Internet browser viewing Wikipedia website

Wikipedia is the world’s fifth-most-viewed website.Credit: Chris Batson/Alamy

The most-cited journal articles on Wikipedia include papers on the names of lunar craters and the DNA sequences of human and mouse genes — and many of the most popular works are referenced more times in the online encyclopaedia than they are in the scientific literature.

“It is pretty incredible that almost all the highly cited articles are science articles,” says Matt Miller, a data scientist and librarian based in New York City. Miller analysed citation data released in March by the Wikimedia Foundation, the non-profit organization in San Francisco, California, that runs Wikipedia. The data set — which contains some 15.7 million records — shows how many times sources with formal identifiers such as ISBNs (international standard book numbers) and DOIs (digital object identifiers) are referenced across all of Wikipedia’s nearly 300 language editions. Wikimedia notes that most publications cited by identifiers on Wikipedia are books, but Miller looked specifically at the numbers for publications with DOIs — the most widely used identifier for journal articles — on the English-language version of Wikipedia. His data set contains 1.2 million citations that used DOIs, referencing more than 835,000 unique articles.

The most-referenced paper, with 4,702 citations across English Wikipedia, is a 2002 collection of more than 15,000 sequences of human and mouse genes (see ‘English Wikipedia’). The Wikipedia pages that reference the study are almost exclusively entries about single genes or proteins. “It’s a pleasant surprise,” says Robert Strausberg, a cancer researcher who led the project and is now deputy scientific director at the Ludwig Institute for Cancer Research in New York City.

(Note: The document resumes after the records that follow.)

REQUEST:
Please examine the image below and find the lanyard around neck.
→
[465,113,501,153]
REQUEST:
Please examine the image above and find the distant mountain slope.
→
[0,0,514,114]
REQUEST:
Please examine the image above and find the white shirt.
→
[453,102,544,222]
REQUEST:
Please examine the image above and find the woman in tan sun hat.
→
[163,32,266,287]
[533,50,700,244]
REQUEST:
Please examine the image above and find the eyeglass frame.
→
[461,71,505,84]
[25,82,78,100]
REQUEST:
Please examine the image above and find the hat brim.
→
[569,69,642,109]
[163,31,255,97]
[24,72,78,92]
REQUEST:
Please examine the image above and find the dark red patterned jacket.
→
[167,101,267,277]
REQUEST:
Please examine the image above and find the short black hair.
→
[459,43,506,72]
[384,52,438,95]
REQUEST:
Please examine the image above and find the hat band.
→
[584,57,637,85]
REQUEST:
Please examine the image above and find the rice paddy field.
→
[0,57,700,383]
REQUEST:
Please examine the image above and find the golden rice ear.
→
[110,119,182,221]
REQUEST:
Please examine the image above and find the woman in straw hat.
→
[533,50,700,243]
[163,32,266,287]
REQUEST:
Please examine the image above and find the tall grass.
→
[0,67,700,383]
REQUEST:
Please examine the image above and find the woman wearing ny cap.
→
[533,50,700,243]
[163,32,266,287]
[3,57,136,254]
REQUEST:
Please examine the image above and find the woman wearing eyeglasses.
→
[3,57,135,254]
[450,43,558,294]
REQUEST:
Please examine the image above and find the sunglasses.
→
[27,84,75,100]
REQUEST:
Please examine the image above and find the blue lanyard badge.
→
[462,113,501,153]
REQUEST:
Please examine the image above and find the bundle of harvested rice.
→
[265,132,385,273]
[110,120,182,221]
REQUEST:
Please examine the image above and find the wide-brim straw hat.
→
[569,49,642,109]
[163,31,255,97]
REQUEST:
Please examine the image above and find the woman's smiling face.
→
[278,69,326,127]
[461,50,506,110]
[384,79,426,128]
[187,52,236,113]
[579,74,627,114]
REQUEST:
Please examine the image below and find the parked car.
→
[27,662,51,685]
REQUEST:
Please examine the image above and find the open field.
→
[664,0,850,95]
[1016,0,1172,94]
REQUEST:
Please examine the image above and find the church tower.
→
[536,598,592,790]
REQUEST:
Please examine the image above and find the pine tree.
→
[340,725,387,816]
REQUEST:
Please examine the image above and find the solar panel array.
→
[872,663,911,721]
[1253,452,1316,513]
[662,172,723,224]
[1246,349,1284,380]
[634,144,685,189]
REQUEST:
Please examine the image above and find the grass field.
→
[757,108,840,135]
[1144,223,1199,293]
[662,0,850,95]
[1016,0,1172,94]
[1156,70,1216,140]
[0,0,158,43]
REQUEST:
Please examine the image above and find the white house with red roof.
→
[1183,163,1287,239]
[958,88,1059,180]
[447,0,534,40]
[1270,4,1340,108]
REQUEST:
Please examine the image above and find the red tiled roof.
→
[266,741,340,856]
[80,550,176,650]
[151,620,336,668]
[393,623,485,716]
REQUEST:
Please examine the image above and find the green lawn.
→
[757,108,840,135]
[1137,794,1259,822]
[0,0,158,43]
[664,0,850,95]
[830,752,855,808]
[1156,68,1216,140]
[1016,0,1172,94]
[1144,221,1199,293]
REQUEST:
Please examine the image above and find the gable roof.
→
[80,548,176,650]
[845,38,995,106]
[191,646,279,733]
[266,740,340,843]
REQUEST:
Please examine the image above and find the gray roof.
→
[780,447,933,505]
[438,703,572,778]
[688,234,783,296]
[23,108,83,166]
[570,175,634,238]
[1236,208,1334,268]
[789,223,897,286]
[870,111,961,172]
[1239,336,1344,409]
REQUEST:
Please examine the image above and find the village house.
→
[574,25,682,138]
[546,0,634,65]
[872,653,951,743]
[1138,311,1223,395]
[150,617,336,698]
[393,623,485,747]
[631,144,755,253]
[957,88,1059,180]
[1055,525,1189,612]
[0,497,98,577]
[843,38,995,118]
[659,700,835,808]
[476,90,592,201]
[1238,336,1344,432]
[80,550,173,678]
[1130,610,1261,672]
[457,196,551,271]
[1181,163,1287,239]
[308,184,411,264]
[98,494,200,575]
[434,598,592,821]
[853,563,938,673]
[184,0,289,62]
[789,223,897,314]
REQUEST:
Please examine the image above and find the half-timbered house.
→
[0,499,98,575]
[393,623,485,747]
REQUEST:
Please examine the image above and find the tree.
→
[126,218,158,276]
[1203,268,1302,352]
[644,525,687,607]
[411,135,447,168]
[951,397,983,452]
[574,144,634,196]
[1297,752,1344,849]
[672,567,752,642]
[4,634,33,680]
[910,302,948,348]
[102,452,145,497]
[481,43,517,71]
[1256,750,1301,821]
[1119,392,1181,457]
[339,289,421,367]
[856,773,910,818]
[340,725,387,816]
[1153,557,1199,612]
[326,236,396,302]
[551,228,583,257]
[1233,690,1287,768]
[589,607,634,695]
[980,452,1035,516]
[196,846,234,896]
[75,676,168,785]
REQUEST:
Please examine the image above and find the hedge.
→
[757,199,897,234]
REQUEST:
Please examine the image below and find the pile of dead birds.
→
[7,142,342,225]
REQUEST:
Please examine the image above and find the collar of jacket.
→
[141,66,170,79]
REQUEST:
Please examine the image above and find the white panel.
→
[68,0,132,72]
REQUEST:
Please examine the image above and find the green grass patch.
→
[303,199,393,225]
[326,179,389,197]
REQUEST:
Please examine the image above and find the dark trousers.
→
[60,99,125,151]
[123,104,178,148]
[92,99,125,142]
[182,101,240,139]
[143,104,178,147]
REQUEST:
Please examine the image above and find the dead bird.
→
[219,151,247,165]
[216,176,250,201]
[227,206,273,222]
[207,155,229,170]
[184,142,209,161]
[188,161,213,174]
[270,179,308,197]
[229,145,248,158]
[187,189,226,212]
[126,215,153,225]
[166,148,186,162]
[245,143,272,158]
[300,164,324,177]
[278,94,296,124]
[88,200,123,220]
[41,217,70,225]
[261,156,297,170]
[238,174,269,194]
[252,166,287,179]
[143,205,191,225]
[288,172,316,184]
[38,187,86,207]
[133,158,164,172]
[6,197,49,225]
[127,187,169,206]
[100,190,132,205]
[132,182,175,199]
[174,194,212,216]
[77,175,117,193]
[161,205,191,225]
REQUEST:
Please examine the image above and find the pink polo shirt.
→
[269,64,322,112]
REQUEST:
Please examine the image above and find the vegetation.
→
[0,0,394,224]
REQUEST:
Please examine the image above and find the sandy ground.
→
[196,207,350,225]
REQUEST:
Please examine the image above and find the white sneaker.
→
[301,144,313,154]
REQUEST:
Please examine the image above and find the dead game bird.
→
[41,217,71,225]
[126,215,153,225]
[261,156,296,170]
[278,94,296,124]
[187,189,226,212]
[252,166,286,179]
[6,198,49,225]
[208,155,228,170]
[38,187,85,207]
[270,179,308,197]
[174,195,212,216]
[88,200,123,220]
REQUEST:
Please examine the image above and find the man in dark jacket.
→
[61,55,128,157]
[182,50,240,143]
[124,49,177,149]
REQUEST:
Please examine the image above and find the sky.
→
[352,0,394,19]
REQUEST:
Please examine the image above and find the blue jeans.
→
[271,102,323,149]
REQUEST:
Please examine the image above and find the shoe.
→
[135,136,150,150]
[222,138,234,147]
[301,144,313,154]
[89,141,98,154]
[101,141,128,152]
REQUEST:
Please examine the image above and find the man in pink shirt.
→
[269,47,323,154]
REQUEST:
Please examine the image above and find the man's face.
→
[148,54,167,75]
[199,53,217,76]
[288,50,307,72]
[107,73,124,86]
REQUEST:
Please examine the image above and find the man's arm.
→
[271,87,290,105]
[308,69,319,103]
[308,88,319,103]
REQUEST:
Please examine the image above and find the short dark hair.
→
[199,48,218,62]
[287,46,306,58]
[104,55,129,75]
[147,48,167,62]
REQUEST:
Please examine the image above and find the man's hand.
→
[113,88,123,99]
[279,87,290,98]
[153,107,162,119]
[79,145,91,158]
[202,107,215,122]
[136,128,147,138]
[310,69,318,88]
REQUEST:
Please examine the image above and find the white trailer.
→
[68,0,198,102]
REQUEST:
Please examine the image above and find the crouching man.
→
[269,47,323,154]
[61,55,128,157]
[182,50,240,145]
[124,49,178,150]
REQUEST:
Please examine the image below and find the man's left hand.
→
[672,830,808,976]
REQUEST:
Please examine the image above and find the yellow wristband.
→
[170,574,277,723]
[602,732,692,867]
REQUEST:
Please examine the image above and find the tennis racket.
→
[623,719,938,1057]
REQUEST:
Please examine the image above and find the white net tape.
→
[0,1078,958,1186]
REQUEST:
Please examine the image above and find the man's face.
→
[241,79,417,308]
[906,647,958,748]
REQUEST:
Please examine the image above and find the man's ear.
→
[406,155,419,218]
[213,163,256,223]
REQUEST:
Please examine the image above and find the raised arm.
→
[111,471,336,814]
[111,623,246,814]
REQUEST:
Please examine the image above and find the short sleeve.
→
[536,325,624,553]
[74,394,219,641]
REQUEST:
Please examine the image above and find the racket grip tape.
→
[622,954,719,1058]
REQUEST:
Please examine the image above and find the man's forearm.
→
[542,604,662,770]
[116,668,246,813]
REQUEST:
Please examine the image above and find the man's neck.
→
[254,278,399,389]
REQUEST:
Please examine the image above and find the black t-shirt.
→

An expanded version of the gene collection, published in 2004, is the second-most-cited article, with about 3,400 references (by contrast, it has 487 citations in the scientific literature, according to Google Scholar). Daniela Gerhard, a cancer geneticist at the US National Cancer Institute in Bethesda, Maryland, and a co-author of the paper, says that the publications are probably cited so frequently because they provide accessible information about the sequences of expressed genes.

In all, five articles in the top ten are about DNA catalogues, including one study that details a method of generating such collections. A 2005 map of nearly 3,000 human protein interactions also features on the list, at number seven. (Wikimedia’s original post notes: “Unsurprisingly, Wikipedians love reference works.”)

Astronomy articles make up the rest of the list, with four entries. The third-most-referenced paper, cited by nearly 3,000 English Wikipedia pages, is a 2007 study that helped researchers to interpret the results of Hipparcos, the first space mission to measure the positions, distances and brightness of stars.

Other space-science papers on the list cover the size and brightness of asteroids, and the names of lunar craters (in a 1971 publication that has just 16 citations in the scientific literature, according to Google Scholar). These papers are probably highly cited because they are reliable references for the many celestial bodies that have their own Wikipedia pages, says astronomer Floor van Leeuwen at the University of Cambridge, UK, who wrote the Hipparcos study.

Bots’ work

Wikipedia, which launched in 2001, receives about 16 billion page views per month and is currently the world’s fifth-most-visited website. Anybody can create articles or edit an existing one, but the site’s guidelines require that writers and editors must attribute quotes and information to published sources such as books or scholarly papers.

A separate analysis of the Wikimedia data dump by Ross Mounce, who directs open-access programmes at the London-based philanthropic foundation Arcadia Fund, reveals the ten most-cited DOI articles across all of the encylopaedia’s language editions (see ‘All Wikipedia language editions’). Six of the articles are the same, but the first entry is notably different. The top-referenced DOI article is a 2007 paper updating a century-old classification of the global climate, which has a whopping 2.8 million citations — but only 169 on English Wikipedia (the second-most-cited source across all editions has just over 21,000 references).

The climate study is so heavily cited because millions of its citations come from pages created by an automated computer program. The bot, developed by physicist Sverker Johansson at Dalarna University in Falun, Sweden, had produced nearly 3 million articles as of July 2014, according to Wikipedia. One-third of the articles are in Swedish and the rest are in Cebuano and Waray, two languages spoken in the Philippines. The bot has produced millions of articles about geographic locations such as towns and islands, and most of those articles include information about the local climate type, which reference the climate study, says Johansson. He adds that he has no precise figures for the bot-generated citations of the climate paper, “but 2.8 million is in the right ballpark”.

Mounce notes that other articles might be heavily cited on Wikipedia but not formally referenced by their DOIs — and instead referenced by other means, such as their PubMed ID numbers.

Citations are important if people are to trust information, says John Chodacki, director of the University of California Curation Center, who is based in Berkeley. “That’s true for journal articles and also for Wikipedia pages,” he says. But analysing and comparing citation data across scholarly papers has historically been possible using only paywalled services. “One of the most interesting things is that this information is available at all.”